The U.S Securities and Exchange Commission (SEC) released a “Framework for ‘Investment Contract’ Analysis of Digital Assets” on Wednesday April 3 to enable all market entities to determine whether or not a crypto (digital asset) is considered an investment contract, and if so, a security.
The work was produced by the two SEC Commissioners Valerie Szczepanik, a senior advisor for crypto assets & innovation, and Bill Hinman, director of SEC at division of corporation finance.
The framework serves as an analytical tool which will enable operators of initial coin offerings (ICOs) and all token issuers ascertain whether or not their offering is going to conflict with the federal securities laws. All parties involved in the market are therefore advised to further visit formal rules and regulations accessible on the SEC’s FinHub - Strategic Hub for Innovation and FinTech.

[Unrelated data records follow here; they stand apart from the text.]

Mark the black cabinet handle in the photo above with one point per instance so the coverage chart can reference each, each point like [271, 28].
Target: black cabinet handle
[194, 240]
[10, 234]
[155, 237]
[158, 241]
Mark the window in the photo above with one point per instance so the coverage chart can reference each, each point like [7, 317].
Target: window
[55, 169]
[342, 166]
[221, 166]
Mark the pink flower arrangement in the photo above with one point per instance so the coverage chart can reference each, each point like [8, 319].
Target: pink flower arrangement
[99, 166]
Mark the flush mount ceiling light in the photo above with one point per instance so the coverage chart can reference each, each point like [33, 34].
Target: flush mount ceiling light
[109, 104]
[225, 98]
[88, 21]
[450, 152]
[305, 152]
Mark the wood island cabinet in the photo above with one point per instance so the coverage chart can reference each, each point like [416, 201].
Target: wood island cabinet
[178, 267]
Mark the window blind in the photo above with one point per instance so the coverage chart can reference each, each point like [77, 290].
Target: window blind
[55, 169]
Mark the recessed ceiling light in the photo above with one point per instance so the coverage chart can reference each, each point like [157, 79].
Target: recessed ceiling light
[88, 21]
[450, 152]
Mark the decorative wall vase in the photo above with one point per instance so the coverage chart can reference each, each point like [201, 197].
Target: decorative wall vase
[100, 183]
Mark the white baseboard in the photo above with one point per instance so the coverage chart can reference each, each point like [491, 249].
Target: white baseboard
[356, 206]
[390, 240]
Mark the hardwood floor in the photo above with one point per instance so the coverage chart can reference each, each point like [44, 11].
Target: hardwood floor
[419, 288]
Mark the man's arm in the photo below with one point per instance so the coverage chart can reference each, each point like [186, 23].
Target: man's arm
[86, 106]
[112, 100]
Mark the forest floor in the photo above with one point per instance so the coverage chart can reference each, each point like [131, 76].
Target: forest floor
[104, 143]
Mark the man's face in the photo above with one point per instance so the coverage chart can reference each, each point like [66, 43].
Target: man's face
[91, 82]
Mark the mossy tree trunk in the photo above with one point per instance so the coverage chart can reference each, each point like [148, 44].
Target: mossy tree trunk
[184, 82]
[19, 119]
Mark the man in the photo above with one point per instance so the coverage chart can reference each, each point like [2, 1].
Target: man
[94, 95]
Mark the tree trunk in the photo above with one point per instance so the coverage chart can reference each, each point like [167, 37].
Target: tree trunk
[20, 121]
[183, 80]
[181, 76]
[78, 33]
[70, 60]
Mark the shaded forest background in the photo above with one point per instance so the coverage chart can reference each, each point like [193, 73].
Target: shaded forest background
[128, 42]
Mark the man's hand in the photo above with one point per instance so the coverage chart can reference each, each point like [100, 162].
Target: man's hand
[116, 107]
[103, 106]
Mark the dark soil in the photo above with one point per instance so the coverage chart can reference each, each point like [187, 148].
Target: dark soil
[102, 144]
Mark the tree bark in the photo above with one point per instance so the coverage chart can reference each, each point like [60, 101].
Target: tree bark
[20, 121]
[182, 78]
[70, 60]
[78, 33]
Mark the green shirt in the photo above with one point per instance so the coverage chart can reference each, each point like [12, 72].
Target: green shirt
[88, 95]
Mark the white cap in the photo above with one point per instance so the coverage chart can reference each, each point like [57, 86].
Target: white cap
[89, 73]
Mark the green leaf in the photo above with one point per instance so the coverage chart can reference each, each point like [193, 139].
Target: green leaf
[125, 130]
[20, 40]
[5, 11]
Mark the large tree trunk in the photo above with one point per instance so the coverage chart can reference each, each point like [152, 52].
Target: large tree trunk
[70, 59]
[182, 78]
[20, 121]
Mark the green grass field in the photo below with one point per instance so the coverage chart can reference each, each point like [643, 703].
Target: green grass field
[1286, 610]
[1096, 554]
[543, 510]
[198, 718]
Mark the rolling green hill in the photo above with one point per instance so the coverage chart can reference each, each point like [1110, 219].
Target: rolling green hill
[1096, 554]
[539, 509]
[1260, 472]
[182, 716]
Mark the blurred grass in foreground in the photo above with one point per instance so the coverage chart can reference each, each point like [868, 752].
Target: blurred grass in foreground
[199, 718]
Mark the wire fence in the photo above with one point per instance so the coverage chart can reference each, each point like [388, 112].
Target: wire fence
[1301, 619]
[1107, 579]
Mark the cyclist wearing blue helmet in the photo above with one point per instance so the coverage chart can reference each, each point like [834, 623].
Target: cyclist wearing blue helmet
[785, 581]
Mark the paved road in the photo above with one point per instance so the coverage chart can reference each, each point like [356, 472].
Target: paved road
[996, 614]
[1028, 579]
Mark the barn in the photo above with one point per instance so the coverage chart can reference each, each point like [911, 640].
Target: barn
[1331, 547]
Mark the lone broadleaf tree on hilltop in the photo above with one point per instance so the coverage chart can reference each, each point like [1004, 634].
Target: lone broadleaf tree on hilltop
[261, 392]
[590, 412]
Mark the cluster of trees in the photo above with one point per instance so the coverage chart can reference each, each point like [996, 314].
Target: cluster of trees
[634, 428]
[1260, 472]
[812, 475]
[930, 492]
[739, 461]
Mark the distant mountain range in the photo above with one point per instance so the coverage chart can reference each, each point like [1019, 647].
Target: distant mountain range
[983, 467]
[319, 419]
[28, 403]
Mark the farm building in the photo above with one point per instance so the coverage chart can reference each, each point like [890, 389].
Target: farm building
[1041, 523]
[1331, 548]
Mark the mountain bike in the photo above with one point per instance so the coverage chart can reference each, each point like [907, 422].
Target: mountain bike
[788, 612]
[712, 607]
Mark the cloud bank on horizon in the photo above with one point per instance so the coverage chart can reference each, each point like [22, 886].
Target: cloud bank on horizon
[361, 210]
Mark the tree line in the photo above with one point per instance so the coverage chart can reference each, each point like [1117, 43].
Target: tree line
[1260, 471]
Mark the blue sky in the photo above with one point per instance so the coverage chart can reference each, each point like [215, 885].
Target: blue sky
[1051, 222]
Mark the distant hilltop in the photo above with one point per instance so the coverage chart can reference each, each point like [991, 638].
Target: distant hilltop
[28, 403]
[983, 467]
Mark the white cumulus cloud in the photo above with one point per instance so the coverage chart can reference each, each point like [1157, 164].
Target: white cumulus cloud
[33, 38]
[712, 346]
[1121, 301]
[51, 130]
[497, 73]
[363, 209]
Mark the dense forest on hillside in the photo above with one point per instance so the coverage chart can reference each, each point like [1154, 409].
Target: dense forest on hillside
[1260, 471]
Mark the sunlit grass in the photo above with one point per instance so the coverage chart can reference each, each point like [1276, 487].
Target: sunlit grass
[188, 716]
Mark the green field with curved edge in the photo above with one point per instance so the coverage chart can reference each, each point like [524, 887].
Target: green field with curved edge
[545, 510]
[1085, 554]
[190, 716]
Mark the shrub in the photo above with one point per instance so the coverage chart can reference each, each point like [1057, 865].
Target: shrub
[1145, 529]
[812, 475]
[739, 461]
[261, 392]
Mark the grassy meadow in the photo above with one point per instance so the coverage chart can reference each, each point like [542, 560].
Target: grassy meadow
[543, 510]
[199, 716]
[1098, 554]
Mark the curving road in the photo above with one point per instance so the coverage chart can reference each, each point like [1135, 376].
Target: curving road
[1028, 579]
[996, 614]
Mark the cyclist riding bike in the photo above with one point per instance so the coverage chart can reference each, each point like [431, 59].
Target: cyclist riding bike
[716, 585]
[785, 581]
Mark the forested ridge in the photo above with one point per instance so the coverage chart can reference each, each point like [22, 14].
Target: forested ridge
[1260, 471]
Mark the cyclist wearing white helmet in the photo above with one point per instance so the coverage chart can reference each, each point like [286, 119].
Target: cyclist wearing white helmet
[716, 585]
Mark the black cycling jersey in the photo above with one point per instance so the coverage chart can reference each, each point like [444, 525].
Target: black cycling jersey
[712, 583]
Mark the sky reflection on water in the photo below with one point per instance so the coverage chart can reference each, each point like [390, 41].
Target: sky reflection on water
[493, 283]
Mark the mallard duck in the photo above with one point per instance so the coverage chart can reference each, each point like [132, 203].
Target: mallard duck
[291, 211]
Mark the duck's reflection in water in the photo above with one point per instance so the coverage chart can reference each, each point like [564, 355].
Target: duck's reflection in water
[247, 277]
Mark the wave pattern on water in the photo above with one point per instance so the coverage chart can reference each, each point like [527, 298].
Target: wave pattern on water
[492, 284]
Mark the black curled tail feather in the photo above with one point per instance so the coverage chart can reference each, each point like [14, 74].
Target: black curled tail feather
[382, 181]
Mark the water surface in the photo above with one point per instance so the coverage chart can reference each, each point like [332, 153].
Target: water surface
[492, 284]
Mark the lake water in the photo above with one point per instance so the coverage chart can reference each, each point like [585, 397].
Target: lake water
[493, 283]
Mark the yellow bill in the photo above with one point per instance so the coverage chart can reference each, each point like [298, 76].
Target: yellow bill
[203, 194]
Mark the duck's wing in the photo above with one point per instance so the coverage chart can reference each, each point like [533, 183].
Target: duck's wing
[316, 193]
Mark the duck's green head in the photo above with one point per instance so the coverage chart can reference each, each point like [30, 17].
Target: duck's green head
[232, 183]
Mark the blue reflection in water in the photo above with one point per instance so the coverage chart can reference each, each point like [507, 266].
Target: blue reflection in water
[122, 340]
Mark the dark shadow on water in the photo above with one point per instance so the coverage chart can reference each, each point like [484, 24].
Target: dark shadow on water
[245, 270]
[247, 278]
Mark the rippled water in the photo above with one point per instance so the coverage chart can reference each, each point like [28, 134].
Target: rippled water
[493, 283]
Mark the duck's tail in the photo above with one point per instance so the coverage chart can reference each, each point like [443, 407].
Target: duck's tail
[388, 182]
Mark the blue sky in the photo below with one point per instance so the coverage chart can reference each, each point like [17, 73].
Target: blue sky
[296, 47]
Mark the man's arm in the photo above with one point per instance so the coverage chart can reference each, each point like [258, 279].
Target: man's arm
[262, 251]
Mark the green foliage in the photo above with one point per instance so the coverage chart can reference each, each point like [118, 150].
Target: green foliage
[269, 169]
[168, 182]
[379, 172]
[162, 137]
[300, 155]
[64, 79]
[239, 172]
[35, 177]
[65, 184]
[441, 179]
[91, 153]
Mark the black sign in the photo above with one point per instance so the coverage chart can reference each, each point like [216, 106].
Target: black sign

Furthermore, Hinman and Szczepanik caution that as financial technologies, methods of capital formation and market systems continue to change, market participants should be aware that they may be carrying out crypto-related activities which fall within the SEC’s jurisdiction. For instance:
“Market participants may engage in activities which need registration of transactions and individuals or entities involved in those particular transactions,” they note.
The framework aims at ascertaining whether a certain crypto asset possess the characteristics of one specific type of security, an investment contract, instead of covering the full range of potential security classifications.
The data contained in the framework applies to bodies carrying out the following works associated with crypto assets: offering, selling or distributing; providing financial services like facilitating exchanges; management or advice; marketing or promoting; holding or storing; purchasing, selling or trading; plus, other professional services.
Based on the Howey Test, such a kind of contract is thought to be where there is an investment in a common enterprise, where investors are rationally led to assume profits that others produce.
The report gives details of Howey test regarding digital assets, starting with the investment of money and the separate component of a common enterprise which holds for investment contracts.
The framework gives most intricate criterion, a rational expectation of profits resulting from the efforts of others, since this is the major issue in examining a digital asset particularly under the Howey test.
According to the authors, the inquiry for this criterion emphases on the economic certainty of the transaction and:
“What character the instrument is provided in commerce by the terms of the offer, the plan of distribution, and the economic stimuli held out to the outlook.”
Several cryptocurrency advocates and legislators have frequently tasked the SEC to create concrete and effective regulatory clarity for the interaction of distributed ledger technology (DLT)-based securities laws and coins.